From a media release:
How to Be Indie and Men with Brooms Join 2010 Actors’ Fund Film & TV Charity Challenge
The 2010 Film and Television Charity Challenge continues to showcase the creativity and generosity of those working in the industry with the latest contributions coming from two new productions.
Returning YTV series How to Be Indie took the idea of creative fundraising seriously, holding a bake sale on its Toronto set. Led by cast member Sarena Parmar, cast and crew members participated by contributing sale items or buying each other’s goods. The event raised over $500 for the Fund and was an enjoyable break in the day, proving that taking part in the Charity Challenge can be fun and easy.
Winnipeg’s Men with Brooms, a comedy series set to debut this fall on CBC, raised $2,150 for the Challenge before the first episode has even aired! Cast member Joel Keller and Production Manager Dave Mahoney led cast and crew in showing their support of the Fund, resulting in a collection of over $1,000 to help industry members in need. Producer Ari Lantos agreed to match what was raised through individual donations.

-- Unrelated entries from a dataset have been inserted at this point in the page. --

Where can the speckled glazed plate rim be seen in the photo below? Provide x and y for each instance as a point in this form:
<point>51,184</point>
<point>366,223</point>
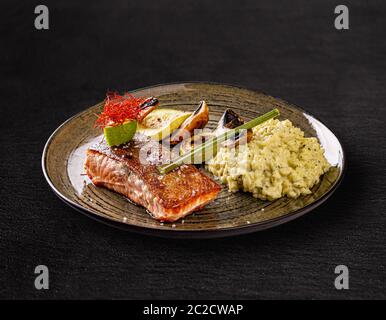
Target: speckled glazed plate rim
<point>196,233</point>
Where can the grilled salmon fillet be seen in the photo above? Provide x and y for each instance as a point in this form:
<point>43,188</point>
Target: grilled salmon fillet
<point>131,170</point>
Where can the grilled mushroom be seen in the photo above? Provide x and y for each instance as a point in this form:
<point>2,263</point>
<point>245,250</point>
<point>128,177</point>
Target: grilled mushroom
<point>197,120</point>
<point>147,106</point>
<point>229,120</point>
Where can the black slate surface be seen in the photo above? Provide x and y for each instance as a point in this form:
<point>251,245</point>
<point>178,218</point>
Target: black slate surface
<point>289,49</point>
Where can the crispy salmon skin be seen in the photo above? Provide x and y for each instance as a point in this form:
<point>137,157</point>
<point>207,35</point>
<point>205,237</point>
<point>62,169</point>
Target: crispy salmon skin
<point>131,170</point>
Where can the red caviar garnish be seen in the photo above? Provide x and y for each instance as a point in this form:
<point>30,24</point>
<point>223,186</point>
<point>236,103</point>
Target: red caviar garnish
<point>119,109</point>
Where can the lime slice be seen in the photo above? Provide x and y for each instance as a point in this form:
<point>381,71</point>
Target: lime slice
<point>120,134</point>
<point>160,123</point>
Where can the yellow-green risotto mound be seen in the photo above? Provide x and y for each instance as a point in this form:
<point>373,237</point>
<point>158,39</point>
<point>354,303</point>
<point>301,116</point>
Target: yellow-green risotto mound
<point>278,161</point>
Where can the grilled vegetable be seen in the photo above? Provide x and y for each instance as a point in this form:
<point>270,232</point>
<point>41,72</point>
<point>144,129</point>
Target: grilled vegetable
<point>146,107</point>
<point>209,145</point>
<point>228,121</point>
<point>231,120</point>
<point>162,122</point>
<point>195,141</point>
<point>121,133</point>
<point>197,120</point>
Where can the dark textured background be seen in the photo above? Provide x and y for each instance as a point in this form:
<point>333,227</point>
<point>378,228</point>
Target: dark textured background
<point>289,49</point>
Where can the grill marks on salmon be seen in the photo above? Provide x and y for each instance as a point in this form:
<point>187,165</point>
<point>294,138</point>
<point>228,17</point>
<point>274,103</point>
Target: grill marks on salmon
<point>131,170</point>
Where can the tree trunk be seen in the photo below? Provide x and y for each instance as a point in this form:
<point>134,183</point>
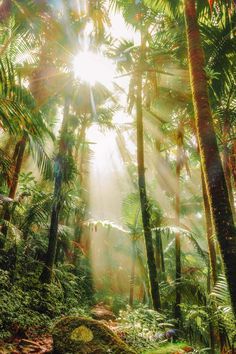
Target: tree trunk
<point>46,275</point>
<point>132,274</point>
<point>177,217</point>
<point>154,286</point>
<point>159,255</point>
<point>209,232</point>
<point>209,153</point>
<point>18,158</point>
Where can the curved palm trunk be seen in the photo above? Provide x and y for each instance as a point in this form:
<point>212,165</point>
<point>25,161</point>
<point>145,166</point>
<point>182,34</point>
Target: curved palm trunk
<point>209,231</point>
<point>18,158</point>
<point>154,286</point>
<point>46,274</point>
<point>132,274</point>
<point>209,153</point>
<point>177,248</point>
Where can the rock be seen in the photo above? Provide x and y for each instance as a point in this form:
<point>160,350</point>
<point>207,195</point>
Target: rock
<point>102,312</point>
<point>79,335</point>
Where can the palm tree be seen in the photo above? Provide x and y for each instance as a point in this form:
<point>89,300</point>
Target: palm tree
<point>210,158</point>
<point>209,153</point>
<point>60,168</point>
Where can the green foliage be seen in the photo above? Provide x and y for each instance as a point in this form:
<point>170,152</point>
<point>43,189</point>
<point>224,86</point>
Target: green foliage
<point>28,306</point>
<point>140,327</point>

Whether it’s by holding a bake sale or collecting individual donations, every production can find a way to participate in the Challenge. Past events have ranged from donating proceeds of a prop and costume auction to throwing a barbeque for 400 people, complete with silent auction, pony rides and live fiddlers. Some of the more popular ideas have been to hold a 50/50 draw on set with half the proceeds going to the Actors’ Fund, encouraging cast and crew to sign up for the Reel Friends payroll donation plan or raising money at the wrap party. Productions who want to do something splashier could plan a community event in keeping with the theme of the show. For more ideas and updates on the challenge please visit actorsfund.ca/charitychallenge
The Actors’ Fund of Canada is the lifeline for Canada’s entertainment industry. The Actors’ Fund is not just for actors: performers and those who work behind the scenes in film and television, theatre, music and dance can apply for emergency financial aid from the Fund, which recently set a new record for the amount of financial aid delivered to industry members in a single year, topping $600,000 in 2009. The Fund has helped over 10,000 entertainment industry workers recover from illness, injury or other circumstances causing severe economic and personal hardship since it was founded in 1958. The Actors’ Fund of Canada is a registered charity. It receives no government funding and is wholly sustained by support from individuals and entertainment industry organizations.